8. Calculating Total Price¶
# Create a new column 'TotalPrice'
df.loc[:, 'TotalPrice'] = df['Quantity'] * df['UnitPrice']
Explanation:¶
We create a new column that indicates the total price for each row.
9. Data Visualization¶
9.1. Revenue by Country¶
# Total revenue by country
sales_country = df.groupby('Country')['TotalPrice'].sum().sort_values(ascending=False)
# Visualization
plt.figure(figsize=(12,6))
sales_country.plot(kind='bar')
plt.title('Total revenue by country')
plt.ylabel('Revenue')
plt.show()
Explanation:¶
We group the revenue by country and visualize it in a bar chart.

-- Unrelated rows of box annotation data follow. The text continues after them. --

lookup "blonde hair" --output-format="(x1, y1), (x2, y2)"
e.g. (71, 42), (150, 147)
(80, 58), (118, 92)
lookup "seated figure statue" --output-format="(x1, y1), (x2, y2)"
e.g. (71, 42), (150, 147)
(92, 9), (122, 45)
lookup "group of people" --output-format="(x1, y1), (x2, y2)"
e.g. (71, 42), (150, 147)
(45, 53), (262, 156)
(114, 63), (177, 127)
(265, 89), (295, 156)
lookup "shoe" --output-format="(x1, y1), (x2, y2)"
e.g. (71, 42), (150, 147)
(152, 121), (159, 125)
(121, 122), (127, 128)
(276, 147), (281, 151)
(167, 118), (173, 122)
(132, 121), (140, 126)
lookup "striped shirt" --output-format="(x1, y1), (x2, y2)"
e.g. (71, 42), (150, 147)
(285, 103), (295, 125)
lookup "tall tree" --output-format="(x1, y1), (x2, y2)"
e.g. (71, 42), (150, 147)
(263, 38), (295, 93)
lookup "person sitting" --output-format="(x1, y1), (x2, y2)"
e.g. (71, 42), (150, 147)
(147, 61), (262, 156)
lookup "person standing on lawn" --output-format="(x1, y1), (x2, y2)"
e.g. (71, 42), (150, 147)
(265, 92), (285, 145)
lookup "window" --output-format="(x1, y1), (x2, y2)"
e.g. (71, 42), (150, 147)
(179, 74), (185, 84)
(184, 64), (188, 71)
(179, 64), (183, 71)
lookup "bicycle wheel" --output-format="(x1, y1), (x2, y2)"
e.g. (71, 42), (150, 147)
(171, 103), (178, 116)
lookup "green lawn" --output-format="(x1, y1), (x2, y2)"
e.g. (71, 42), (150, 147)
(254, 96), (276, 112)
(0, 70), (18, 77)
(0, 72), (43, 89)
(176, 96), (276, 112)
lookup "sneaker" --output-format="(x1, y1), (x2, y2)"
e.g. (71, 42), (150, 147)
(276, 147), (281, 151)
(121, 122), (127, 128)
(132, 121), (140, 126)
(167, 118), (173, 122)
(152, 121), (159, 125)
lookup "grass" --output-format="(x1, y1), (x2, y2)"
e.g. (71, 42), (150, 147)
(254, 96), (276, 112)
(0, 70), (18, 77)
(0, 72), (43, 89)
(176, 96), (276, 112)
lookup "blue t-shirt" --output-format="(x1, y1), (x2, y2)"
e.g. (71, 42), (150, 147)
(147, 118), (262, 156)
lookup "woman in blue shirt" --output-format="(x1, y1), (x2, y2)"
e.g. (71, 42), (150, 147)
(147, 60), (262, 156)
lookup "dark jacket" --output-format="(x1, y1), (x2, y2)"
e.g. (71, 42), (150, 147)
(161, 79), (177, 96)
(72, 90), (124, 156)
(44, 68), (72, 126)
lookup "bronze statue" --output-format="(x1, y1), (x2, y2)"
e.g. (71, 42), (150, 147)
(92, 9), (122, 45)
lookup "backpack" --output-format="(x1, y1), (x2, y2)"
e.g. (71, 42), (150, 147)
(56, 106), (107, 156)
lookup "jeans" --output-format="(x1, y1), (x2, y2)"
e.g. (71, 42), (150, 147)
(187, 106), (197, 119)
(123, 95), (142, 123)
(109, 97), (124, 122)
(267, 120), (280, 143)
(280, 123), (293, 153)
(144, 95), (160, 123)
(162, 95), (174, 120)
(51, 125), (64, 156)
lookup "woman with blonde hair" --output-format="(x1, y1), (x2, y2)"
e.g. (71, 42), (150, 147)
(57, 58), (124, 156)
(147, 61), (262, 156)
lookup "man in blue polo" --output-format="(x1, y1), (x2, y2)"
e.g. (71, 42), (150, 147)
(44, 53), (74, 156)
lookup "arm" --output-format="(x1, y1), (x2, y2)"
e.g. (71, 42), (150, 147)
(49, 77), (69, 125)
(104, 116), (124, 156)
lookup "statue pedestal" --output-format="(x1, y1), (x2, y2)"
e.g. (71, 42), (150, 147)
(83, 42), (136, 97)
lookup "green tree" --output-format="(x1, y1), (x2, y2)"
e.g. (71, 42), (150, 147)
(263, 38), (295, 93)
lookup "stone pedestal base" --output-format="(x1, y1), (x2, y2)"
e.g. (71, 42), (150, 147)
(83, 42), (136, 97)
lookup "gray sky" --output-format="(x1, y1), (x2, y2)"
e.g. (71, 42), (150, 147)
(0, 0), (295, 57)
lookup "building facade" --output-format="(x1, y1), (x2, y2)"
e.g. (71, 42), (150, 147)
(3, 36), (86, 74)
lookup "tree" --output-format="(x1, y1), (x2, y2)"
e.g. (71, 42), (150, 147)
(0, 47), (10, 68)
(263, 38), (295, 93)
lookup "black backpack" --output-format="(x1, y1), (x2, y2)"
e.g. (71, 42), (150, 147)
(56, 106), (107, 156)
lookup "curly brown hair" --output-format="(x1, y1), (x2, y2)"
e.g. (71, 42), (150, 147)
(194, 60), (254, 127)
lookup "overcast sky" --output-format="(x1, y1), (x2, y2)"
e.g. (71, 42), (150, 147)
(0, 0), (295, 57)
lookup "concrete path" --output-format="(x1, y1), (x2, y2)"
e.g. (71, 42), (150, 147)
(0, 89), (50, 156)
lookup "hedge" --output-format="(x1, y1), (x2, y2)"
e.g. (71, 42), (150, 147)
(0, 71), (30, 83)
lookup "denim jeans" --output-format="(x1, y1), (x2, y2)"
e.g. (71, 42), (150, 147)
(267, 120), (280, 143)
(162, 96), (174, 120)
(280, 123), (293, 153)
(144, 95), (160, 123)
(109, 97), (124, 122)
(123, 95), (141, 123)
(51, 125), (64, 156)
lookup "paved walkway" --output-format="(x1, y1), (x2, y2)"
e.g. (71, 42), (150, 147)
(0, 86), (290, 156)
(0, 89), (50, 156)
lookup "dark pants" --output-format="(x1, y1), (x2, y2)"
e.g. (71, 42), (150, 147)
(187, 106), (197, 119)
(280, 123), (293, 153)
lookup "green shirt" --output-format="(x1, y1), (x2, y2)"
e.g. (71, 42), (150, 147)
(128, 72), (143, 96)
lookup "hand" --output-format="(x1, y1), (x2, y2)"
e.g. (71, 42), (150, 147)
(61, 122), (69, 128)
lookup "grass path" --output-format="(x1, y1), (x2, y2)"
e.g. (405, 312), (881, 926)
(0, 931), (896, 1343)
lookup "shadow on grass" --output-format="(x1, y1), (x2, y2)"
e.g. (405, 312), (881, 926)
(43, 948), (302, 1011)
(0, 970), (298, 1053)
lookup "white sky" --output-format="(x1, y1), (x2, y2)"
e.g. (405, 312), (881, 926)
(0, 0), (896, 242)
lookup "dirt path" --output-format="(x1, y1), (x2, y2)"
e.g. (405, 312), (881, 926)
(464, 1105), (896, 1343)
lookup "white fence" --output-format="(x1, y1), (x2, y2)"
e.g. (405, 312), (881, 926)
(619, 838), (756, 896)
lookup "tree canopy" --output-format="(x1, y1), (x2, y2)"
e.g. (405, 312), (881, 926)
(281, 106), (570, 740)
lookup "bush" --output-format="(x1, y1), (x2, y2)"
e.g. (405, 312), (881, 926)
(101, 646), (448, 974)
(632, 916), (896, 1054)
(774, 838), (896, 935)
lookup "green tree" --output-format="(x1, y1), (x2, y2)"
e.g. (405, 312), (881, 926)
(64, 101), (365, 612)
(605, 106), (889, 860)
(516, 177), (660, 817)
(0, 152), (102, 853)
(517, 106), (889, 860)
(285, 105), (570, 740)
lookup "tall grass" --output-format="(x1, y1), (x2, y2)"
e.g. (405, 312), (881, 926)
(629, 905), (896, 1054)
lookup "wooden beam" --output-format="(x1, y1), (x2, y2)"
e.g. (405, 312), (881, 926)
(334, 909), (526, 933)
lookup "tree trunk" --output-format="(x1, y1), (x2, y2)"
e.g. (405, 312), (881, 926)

9.2. Top 10 Products by Sales Quantity¶
# Top 10 products
top_products = df.groupby('Description')['Quantity'].sum().sort_values(ascending=False).head(10)
# Visualization
plt.figure(figsize=(12,6))
top_products.plot(kind='bar')
plt.title('Top 10 Products by Sales Quantity')
plt.ylabel('Sales Quantity')
plt.show()
Explanation:¶
We identify the top-selling products and visualize them.
9.3. Revenue Over Time¶
# Revenue per month
df.set_index('InvoiceDate', inplace=True)
monthly_sales = df['TotalPrice'].resample('M').sum()
# Visualization
plt.figure(figsize=(12,6))
monthly_sales.plot()
plt.title('Monthly revenue')
plt.ylabel('Revenue')
plt.show()
Explanation:¶
We resample the data on a monthly basis to observe the revenue trend over time.
10. Customer Analysis¶
10.1. Number of Purchases per Customer¶
# Purchases per customer
purchases_per_customer = df.groupby('CustomerID')['InvoiceNo'].nunique().sort_values(ascending=False)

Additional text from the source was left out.